B: Interpretation, and comparison to prior years
- Milwaukee’s goals are to reduce the TBRs to less than 11.4 for the city overall, to less than 15 for non-Hispanic Blacks, and to less than 11.9 for Hispanics by 2023. These goals, which were set in the fall of 2013, reflect a 50% decrease in the TBRs for the city overall and for each of the two racial and ethnic groups, as compared to their respective 2013 rates.
- Milwaukee’s overall TBR of 18.0 for 2016 was essentially the same as the 2015 TBR of 18.1, reflecting less than a 1% reduction from the 2015 rate. Although there was very little change between the 2015 and 2016 TBRs, the 2016 TBR is now the lowest on record for the city (2015 TBR was the previous low). When compared to the 2013 baseline rate of 22.9, Milwaukee’s TBR has declined 21.1%. This indicates that we are making progress towards achieving our goal of reducing the city’s overall rate 50% by 2023. Since 2006, when Milwaukee’s TBR was 52 per 1,000 females aged 15-17, the rate has declined 65.3%.
- Milwaukee’s non-Hispanic White TBR, which decreased from 9.8 to 6.7 in 2015, increased to 8.5 in 2016. The 2016 TBR is the fourth lowest on record for this population. The 2013 rate of 3.5 is the lowest on record. The non-Hispanic White rate has declined nearly 50% since 2006 (from 16.9 to 8.5).
- Milwaukee’s Hispanic TBR in 2016 was 21.4. This reflects a 10.3% increase when compared to a rate of 19.4 in 2015. Although this increase occurred, the 2016 rate is the second lowest on record for this population. The Hispanic TBR has fallen 10.4% since the TBR goal was set in 2013 (from 23.9 to 21.4) and 70% since 2006 (from 71.3 to 21.4).

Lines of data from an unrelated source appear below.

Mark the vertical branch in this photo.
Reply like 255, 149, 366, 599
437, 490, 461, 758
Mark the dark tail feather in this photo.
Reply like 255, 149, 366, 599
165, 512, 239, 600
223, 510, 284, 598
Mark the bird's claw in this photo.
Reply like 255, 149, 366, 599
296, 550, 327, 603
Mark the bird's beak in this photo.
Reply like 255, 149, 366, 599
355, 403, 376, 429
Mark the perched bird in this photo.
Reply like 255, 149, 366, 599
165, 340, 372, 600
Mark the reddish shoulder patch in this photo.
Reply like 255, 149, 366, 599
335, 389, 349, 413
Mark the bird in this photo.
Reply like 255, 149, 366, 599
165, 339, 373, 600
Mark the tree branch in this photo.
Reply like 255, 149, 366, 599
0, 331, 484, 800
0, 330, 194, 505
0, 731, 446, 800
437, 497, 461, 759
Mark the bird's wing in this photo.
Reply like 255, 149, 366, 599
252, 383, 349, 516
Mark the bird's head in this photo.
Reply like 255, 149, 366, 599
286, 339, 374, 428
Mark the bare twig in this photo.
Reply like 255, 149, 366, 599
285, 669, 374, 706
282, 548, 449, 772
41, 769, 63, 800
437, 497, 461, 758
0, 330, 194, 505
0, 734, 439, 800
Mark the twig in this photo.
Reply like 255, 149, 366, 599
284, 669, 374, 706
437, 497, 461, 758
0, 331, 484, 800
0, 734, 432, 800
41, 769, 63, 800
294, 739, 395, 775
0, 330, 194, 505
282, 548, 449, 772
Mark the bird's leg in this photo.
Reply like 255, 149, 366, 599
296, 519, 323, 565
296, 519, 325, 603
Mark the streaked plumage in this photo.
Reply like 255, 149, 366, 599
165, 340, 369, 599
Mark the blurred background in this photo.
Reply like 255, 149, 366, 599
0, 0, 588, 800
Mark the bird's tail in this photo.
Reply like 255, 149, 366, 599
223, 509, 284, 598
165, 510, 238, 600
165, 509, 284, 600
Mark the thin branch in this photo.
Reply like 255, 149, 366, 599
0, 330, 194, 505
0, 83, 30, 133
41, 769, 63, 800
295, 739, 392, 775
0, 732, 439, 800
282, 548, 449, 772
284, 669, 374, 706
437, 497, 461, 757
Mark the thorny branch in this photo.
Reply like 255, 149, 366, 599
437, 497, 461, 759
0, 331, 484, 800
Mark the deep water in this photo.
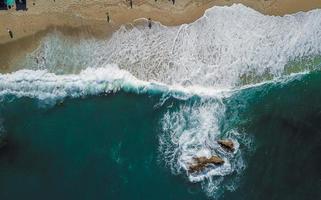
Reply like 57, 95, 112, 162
0, 72, 321, 200
0, 93, 205, 200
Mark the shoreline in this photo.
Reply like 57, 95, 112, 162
0, 0, 321, 73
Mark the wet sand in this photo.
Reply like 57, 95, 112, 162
0, 0, 321, 72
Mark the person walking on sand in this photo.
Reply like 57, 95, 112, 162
106, 12, 110, 23
7, 28, 13, 39
148, 18, 152, 29
129, 0, 133, 8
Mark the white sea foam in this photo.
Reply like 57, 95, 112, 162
0, 4, 321, 198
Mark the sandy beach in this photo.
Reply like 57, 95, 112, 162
0, 0, 321, 72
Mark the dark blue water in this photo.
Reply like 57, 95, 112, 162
0, 72, 321, 200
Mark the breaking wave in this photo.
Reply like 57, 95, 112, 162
0, 4, 321, 198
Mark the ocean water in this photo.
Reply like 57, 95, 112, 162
0, 4, 321, 200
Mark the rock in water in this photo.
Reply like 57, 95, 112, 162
217, 139, 234, 151
189, 156, 224, 173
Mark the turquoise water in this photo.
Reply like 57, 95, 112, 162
0, 72, 321, 199
0, 4, 321, 200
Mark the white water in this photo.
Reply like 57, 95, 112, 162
0, 5, 321, 198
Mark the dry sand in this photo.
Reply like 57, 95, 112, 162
0, 0, 321, 72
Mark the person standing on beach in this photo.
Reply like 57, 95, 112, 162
7, 28, 13, 39
106, 12, 110, 23
148, 18, 152, 29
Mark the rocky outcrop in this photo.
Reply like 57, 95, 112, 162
189, 156, 224, 173
217, 139, 235, 151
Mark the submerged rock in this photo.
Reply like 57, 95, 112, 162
189, 156, 224, 173
217, 139, 235, 151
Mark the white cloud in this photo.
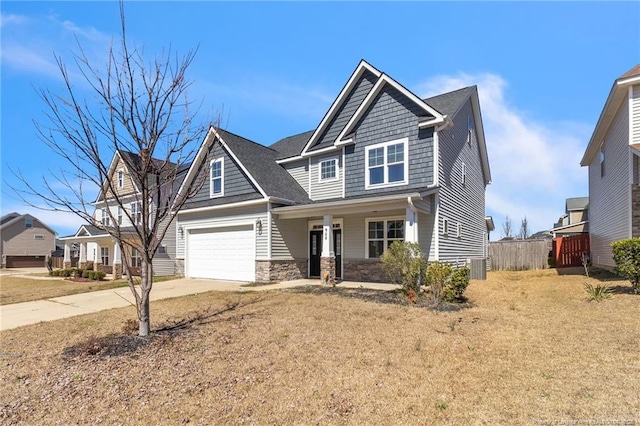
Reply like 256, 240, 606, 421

- Milwaukee’s non-Hispanic Black TBR decreased nearly 17% compared to our 2015 report. The non-Hispanic Black TBR for 2016 was 18.6 compared to 22.3 in 2015. The 2016 rate is the lowest on record for this population. The non-Hispanic Black TBR has declined nearly 40% (from 30.8 to 18.6) since the 2013 TBR goal was set, indicating that we are close to meeting our goal of reducing the rate 50% by 2023. Since 2006 the TBR for non-Hispanic Blacks has decreased 70% (from 62.0 to 18.6).
- Although there have been declines over time in TBRs across all racial and ethnic groups, disparities continue to exist. When comparing Milwaukee’s non-Hispanic Black and Hispanic TBRs to the non- Hispanic White TBR, we see that the Black and Hispanic TBRs are 2.2 and 2.5 times (respectively) higher than the White TBR in 2016. This means that Black and Hispanic females aged 15-17 in Milwaukee are 2.2 and 2.5 times (respectively) more likely to give birth than White females aged 15-17. These TBR ratios, however, are the lowest between Blacks and Whites and Hispanics and Whites on record for the city.